We arrived at Royal Victoria Yacht Club in the dark and were relieved to have Jennifer and Campbell there to welcome us and shine a light on the dock! The drinks they treated us to were also greatly appreciated!

On Tuesday, Bruce from the sailing vessel, Gavia, joined us and we motored to Port Angeles. We checked in with Customs, purchased Good as Gold's US Cruising License, and filled up with fuel, including 4 jerry cans that Dennis intricately secured to the lifelines. My Aunt Peggy Erikson met us at the marina and took us for a wonderful lunch and helped us provision. At this point, I was being told, Dennis likes to eat healthy... The afternoon was spent chatting with my Aunt. The crew fell in love with her and everyone enjoyed her stories.

Wednesday morning we were off for Neah Bay. There was not much wind and it was not in our favour, so it was another day of motoring. We arrived about 5 PM, topped up the fuel (about 14 gallons, compared to the $1,000 the powerboat beside us purchased!), had a quick dinner at the fuel dock, and off we went to round Cape Flattery at sunset.

The first few days were sunny, clear and with light winds. We sailed whenever we could.
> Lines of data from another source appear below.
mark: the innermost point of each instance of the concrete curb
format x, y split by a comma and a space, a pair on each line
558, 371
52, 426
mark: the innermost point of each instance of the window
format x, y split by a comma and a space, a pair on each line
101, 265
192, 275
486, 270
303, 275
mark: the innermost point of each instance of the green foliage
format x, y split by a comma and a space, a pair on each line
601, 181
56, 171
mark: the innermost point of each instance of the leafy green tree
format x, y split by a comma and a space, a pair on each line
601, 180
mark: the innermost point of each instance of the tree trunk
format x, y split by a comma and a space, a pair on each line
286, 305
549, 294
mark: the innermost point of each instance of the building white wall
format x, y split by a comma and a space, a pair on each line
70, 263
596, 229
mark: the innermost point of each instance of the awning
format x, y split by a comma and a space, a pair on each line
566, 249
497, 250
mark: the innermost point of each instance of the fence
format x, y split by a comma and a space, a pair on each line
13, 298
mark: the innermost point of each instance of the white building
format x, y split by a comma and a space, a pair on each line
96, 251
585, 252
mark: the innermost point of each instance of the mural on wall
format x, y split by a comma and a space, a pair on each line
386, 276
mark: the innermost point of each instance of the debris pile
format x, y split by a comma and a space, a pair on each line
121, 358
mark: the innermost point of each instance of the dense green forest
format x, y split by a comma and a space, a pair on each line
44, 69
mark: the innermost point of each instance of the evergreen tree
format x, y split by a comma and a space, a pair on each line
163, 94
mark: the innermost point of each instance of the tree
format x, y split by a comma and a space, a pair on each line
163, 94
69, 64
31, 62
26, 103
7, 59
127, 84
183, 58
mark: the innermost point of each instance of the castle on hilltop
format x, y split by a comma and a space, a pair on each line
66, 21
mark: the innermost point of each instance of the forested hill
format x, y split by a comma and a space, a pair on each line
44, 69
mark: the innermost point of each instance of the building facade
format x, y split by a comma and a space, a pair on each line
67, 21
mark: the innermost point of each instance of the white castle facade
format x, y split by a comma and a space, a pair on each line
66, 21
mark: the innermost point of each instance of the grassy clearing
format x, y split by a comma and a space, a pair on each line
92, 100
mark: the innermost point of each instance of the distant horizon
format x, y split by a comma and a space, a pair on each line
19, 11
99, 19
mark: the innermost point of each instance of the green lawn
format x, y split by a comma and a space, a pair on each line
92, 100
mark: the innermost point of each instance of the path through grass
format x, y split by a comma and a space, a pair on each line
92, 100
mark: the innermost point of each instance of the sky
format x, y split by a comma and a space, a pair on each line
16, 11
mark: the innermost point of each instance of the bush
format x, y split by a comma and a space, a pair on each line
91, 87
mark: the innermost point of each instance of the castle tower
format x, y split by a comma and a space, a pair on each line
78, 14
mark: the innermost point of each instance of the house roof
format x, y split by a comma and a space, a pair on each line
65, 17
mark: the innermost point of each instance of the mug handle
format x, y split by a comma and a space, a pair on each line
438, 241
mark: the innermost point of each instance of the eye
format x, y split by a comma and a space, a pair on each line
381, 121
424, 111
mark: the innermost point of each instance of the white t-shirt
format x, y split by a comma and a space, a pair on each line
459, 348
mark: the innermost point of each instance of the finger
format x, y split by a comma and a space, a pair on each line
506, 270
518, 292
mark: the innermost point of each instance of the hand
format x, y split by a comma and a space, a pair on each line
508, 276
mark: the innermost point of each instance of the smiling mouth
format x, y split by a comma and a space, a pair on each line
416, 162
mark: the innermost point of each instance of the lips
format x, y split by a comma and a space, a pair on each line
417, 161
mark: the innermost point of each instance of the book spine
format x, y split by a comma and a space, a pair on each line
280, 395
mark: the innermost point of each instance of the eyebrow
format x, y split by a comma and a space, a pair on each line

At night, the stars were amazing and it was thrilling to hear whales surfacing near the boat or to spot dolphins flashing past in the bow wave. I began to worry whether we had enough candy bars and snack pack chocolate puddings for our healthy-eater, Dennis!

We motored around Cape Mendocino, but once around, the winds picked up! The last few days we had high winds and seas. At least they were coming from behind us and pushed us along. We sailed just with the main and it usually had one reef in it, but we still did 7-10 knots. The true wind gauge was not working, but the apparent wind, coming from behind us, was well over 20 and often over 25 knots.

The boat handled wonderfully; she seemed to be enjoying the waves crashing over the bow and surfing down the steep waves. Even the autohelm worked well; better than anticipated in the steeper seas.